Elisabeth Buck, president of United Way of Central Iowa, is reading “A Fall of Marigolds” by Susan Meissner (Berkley, 2014): “Our United Way staff book club selected this novel for its latest discussion. The book follows a beautiful scarf that links two women living 100 years apart—one during September 1911 and another during September 2011. As someone who sews quilts to give as gifts, I am fascinated by how this piece of clothing can connect women through generations and am drawn into the stories surrounding each of their lives.”

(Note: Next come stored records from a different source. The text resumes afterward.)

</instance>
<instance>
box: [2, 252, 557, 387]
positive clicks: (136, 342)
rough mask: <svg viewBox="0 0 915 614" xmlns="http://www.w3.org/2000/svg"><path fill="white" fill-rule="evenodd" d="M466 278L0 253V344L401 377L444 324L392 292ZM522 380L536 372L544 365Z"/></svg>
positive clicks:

Dr. Angela Walker Franklin, president and CEO of Des Moines University, is reading “An American Sickness: How Healthcare Became Big Business and How You Can Take It Back” by Elisabeth Rosenthal (Penguin Press, 2017): “As a president/CEO of a health sciences university, I am always intrigued with books that focus on medical education and/or the business of medicine. Elisabeth Rosenthal, a physician and writer who is currently the editor in chief of Kaiser Health News, presents a provocative view of how health care became a big business and challenges us all to figure out how to ‘take it back.’ She talks of how the medical system has been overrun by organizations that may seek to exploit for profit as opposed to putting the ‘care’ back into health care. The message of restoring health care to being a ‘caring endeavor’ resonates with me as we look to prepare the next generation of health professionals in a world that sometimes appears to forget the compassionate, human touch.”

Angela Ossian, executive director of Metro Arts Alliance, is reading “The Prince of Tides” by Pat Conroy (Houghton Mifflin, 1986): “Set in the low country of South Carolina, Conroy captivates with openly emotional honesty, lurid family stories and lush prose. His sprawling 500-page story is about Tom Wingo, an unemployed high school teacher who confronts his past when he travels to New York to help his gifted yet suicidal twin sister, Savannah. Conroy’s writing both sings and bleeds as he traces the amazing history of the Wingos from World War II through the final days of the war in Vietnam and into the 1980s.”

Ossian also is reading “How to Train a Wild Elephant and Other Adventures in Mindfulness,” by Jan Chozen Bays (Shambhala, 2011): “So much of our life is lived unconsciously and in haste. Constant distractions and disruptions can easily deplete our energy. How do we reclaim personal power and focus? This book is filled with mindfulness practices that can lead to clarity, resourcefulness and innovation for improving one’s life. The author, a pediatrician and Zen teacher, developed 53 simple and practical exercises that easily can be applied to your daily life. This should be on everyone’s nightstand!”